Lion Air acquired the jet in August and it had flown only 800 hours, according to Indonesia's National Transport Safety Committee (NTSC).
A team of Boeing investigators arrived in Indonesia Wednesday at the request of Indonesia's local regulatory authority, Boeing press officer Kevin Yoo told CNN.
The aircraft is one of the company's newest and most advanced jets, one of 11 such planes in Lion Air's fleet. In a statement, Boeing said the company was "deeply saddened" by the loss and offered "heartfelt sympathies" to passengers and crew on board, and their families.
Indonesian aviation authorities ordered the inspection of 12 other Boeing 737 MAX 8 aircrafts belonging to commercial airlines in the country.
Cause of crash remains a mystery
Flight 610 was carrying 181 passengers, as well as six cabin crew members and two pilots, from Jakarta to Pangkal Pinang, on the Indonesian island of Bangka.
Around 19 kilometers (12 miles) after takeoff, it made a request to air traffic control to return to the airport but did not indicate there was any emergency.
Radar data shows that the plane did not turn back, and air traffic controllers lost contact with it soon after, Yohanes Sirait, spokesman for AirNav Indonesia, the agency that oversees air traffic navigation, told CNN.
David Soucie, a former safety inspector with the US Federal Aviation Administration, said the fact that an emergency wasn't declared should be a cause for concern.
"What's most peculiar to me is the fact that they didn't declare an emergency.

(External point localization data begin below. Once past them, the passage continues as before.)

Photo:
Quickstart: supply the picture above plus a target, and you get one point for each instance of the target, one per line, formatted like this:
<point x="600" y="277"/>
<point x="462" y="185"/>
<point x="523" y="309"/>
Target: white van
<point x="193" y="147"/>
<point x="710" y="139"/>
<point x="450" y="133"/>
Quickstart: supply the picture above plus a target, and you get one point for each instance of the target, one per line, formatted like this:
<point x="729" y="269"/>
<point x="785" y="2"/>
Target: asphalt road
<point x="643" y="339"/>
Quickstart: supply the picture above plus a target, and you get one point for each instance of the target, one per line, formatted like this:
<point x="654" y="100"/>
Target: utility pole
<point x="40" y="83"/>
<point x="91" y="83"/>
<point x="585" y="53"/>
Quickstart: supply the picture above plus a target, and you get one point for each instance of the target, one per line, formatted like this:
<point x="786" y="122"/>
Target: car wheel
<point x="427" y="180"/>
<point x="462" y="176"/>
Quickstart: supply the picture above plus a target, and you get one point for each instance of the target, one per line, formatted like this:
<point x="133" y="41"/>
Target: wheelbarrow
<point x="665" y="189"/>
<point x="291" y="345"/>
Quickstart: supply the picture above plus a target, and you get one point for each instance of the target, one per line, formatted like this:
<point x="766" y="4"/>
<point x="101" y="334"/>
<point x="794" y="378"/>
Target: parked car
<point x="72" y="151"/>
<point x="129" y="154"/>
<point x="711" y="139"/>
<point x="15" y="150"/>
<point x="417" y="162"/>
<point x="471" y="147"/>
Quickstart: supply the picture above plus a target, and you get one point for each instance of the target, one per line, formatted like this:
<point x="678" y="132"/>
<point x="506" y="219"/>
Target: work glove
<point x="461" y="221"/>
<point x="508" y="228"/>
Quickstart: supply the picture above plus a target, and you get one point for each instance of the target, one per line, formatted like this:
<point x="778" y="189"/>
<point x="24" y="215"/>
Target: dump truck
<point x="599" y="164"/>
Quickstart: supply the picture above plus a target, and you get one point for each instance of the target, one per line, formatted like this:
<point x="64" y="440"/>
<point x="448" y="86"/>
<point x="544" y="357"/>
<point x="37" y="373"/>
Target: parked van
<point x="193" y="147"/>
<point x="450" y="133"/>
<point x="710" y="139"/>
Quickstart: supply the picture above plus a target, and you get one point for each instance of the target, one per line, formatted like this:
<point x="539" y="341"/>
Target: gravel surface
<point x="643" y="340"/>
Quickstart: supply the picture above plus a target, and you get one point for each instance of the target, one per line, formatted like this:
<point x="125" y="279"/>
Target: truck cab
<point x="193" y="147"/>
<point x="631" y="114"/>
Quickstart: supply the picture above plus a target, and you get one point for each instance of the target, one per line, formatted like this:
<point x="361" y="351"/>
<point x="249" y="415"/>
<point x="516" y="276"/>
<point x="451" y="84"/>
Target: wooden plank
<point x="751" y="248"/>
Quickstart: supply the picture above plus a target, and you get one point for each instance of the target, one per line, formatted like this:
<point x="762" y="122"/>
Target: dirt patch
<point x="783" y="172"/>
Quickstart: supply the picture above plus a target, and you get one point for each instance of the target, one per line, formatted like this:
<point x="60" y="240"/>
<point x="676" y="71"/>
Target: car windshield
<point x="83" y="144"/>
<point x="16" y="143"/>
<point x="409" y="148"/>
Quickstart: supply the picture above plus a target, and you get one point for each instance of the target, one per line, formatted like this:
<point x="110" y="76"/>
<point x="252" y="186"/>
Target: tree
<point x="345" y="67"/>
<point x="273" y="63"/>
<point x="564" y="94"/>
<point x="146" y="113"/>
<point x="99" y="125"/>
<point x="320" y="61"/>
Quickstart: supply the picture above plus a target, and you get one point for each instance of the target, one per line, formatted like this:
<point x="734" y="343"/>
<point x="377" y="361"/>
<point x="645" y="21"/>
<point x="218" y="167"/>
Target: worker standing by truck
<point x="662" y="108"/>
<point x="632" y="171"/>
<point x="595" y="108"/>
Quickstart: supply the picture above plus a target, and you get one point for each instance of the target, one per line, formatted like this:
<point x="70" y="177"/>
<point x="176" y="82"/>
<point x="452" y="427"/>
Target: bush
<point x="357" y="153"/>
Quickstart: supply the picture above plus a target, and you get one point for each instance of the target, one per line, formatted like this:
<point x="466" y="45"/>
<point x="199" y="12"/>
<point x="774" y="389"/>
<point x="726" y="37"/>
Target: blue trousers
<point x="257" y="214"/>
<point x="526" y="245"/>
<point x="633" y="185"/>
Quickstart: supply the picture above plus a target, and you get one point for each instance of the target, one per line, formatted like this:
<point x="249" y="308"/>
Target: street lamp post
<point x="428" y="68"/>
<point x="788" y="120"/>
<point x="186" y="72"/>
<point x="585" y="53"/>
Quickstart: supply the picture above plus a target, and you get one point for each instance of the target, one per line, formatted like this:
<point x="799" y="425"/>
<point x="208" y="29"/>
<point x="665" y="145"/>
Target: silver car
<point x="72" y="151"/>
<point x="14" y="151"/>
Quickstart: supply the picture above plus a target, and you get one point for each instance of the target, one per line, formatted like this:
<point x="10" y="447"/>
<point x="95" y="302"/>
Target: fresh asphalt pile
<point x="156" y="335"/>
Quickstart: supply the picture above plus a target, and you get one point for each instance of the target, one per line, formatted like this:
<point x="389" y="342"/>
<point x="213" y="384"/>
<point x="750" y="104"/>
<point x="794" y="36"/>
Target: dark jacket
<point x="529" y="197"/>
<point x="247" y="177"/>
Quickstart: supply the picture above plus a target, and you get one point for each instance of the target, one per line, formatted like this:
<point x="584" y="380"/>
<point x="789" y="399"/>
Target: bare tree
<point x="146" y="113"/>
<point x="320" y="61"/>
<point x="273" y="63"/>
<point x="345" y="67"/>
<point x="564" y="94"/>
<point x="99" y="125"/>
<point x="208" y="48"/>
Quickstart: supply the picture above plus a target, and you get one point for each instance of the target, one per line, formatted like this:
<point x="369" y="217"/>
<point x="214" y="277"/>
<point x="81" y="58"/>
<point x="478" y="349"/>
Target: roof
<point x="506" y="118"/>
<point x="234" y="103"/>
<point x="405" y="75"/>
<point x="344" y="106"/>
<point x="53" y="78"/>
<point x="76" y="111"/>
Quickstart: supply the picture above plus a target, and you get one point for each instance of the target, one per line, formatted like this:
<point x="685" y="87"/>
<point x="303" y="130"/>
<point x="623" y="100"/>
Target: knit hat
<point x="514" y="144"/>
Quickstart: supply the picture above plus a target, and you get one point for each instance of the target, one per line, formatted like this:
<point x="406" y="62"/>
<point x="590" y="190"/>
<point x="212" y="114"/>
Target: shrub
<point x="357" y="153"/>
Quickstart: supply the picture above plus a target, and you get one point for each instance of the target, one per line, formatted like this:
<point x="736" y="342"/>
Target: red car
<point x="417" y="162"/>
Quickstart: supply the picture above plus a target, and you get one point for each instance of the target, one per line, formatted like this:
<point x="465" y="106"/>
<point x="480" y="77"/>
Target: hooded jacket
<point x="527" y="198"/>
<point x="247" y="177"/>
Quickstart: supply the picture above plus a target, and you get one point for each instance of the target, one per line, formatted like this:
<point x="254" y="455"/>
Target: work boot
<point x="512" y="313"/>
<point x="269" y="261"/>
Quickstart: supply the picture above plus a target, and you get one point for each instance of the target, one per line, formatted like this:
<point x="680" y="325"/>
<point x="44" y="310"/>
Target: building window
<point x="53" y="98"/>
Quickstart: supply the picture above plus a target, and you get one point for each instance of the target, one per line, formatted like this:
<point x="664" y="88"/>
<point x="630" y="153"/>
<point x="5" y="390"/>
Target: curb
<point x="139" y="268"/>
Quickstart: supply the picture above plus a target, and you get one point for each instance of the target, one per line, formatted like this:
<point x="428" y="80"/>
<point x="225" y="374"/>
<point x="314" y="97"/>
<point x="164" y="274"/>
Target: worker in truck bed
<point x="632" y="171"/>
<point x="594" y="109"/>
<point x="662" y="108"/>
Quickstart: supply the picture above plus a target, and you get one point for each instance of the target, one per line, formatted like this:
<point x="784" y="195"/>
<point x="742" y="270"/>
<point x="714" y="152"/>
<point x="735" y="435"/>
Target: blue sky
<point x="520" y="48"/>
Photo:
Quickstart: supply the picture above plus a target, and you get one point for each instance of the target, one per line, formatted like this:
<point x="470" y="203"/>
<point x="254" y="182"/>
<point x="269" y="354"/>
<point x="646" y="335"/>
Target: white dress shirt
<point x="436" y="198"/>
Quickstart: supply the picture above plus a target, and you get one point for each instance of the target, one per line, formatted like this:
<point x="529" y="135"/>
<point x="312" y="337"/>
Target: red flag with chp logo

They just simply said, 'We're going back'," said Soucie, a CNN safety analyst.
"But when I look at the track of the aircraft after that, the aircraft made a very steep dive after that which is not typical of what they would've done," he added. "They would have maintained altitude and made that turn and come back to (the airport)."
A pilot who flew the doomed aircraft from Bali to Jakarta the day before it crashed reported a problem with one of the instruments mid-flight, NTSC deputy director Satmiko told CNN. Satmiko had listened to a recorded conversation with air traffic control regarding the problem.
Satmiko said that Lion Air told the NTSC the problem had been fixed.
The airport, runway and weather have been excluded as points of focus for the investigation, he added, and all attention has turned to the aircraft, pilots, other personnel, and Lion Air's company policies.
AirNav Indonesia said the flight would have been given a priority landing spot had it declared an emergency.